City Council At Large: For sure, At Large #4 will be open. Noel Freeman is a declared candidate, while Terence Fontaine, the Deputy Chief of Staff to Mayor Bill White, and former candidates for District C George Hittner and Brian Cweren have all expressed interest in the past. More recently, former HPD Chief and District Attorney candidate CO Bradford has said he’s considering a run.

At Large #1 will be open unless Peter Brown makes like Michael Berry in 2003 and decides to run for re-election rather than pursue his Mayoral ambitions. Former State Rep. and Harris County Democratic Party chair Sue Schecter has said she’d be interested in running here. Bill King has apparently turned his attention towards an At Large Council race and may wind up here. HCDE Trustee and former At Large Council candidate Roy Morales has also expressed some interest in another Council run.

Finally, in At Large #5, freshman Member Jolanda Jones has drawn the attention of former State Rep. candidate Carlos Obando. And though I have not heard any names recently, there was definitely talk after the 2007 election that two-term Member Sue Lovell could draw a real challenger in At Large #2 after she won a surprisingly close race against perennial gadfly Griff Griffin. As yet, no word of an opponent for At Large #3 member Melissa Noriega.

District A: Covered above. For purposes of comparison, there were five candidates for the open seat race in 2003, which Toni Lawrence won outright after two unsuccessful attempts to unseat Bruce Tatro.
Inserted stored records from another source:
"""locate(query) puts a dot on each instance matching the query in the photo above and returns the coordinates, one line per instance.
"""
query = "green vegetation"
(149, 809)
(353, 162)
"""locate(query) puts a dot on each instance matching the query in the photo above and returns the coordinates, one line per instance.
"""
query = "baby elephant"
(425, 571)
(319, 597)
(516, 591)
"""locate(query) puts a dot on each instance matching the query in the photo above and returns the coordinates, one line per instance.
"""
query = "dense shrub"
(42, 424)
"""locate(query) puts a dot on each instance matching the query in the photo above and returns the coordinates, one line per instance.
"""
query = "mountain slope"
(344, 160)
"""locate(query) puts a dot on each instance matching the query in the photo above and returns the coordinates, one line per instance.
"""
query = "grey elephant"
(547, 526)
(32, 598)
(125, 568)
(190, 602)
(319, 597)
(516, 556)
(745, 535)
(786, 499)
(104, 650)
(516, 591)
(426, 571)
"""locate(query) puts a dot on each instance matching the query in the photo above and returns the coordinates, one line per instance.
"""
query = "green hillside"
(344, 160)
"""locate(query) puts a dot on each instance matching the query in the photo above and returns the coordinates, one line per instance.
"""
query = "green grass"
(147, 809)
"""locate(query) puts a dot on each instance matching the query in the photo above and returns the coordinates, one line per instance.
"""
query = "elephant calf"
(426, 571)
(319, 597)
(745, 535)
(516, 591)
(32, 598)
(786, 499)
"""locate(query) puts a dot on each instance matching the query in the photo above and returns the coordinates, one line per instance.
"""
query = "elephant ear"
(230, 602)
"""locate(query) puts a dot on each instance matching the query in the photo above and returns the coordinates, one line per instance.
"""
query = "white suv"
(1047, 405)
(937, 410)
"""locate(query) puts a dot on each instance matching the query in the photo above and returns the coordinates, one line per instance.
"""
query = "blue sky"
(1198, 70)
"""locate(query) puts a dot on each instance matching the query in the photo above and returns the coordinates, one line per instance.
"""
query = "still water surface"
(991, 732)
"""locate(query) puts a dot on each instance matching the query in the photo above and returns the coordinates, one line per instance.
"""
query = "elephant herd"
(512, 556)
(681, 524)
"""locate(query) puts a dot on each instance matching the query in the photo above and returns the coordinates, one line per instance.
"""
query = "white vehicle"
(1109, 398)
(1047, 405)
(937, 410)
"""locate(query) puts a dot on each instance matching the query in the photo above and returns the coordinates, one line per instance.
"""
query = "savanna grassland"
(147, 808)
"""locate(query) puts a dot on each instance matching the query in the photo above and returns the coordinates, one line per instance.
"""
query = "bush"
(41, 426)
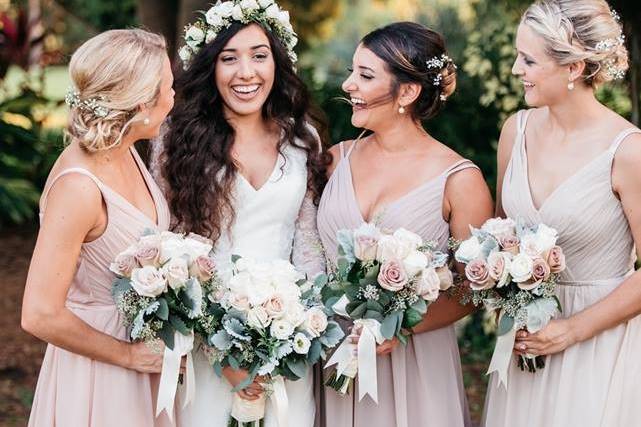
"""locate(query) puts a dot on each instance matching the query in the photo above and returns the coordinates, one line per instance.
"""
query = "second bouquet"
(268, 320)
(384, 283)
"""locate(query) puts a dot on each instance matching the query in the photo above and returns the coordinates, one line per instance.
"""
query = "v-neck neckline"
(148, 185)
(269, 178)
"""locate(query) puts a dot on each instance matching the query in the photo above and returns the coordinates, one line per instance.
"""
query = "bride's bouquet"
(514, 269)
(159, 292)
(384, 284)
(267, 319)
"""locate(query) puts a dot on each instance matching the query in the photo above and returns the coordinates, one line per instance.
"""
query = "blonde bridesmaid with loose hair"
(573, 164)
(98, 200)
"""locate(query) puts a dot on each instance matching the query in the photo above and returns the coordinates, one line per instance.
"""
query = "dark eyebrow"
(252, 48)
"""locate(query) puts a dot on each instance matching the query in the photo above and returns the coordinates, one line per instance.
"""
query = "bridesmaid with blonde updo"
(573, 164)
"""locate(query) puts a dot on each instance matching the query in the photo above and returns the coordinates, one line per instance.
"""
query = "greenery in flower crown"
(266, 13)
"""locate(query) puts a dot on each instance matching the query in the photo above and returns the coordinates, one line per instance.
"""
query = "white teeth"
(246, 89)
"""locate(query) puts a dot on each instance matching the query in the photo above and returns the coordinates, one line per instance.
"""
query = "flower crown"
(266, 13)
(73, 100)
District F: Mike Laster is the only name I’ve heard so far. There were four candidates for this seat in 2003.

District G: Nada. If anyone is out there looking at this one, I’ve not heard about it yet. There were seven candidates in 2003.

District H: Karen Derr, Maverick Welsh, Ed Gonzalez, and Hugo Mojica are in. Gonzalo Camacho and Rick Rodriguez are reportedly in, while Yolanda Navarro Flores and Diana Davila Martinez are reportedly mulling it over, but I don’t have direct confirmation of their interest. There were six candidates in 2003, including Martinez and Camacho.

So that’s what I know about who is or may be running for a given city office this year. Who am I missing?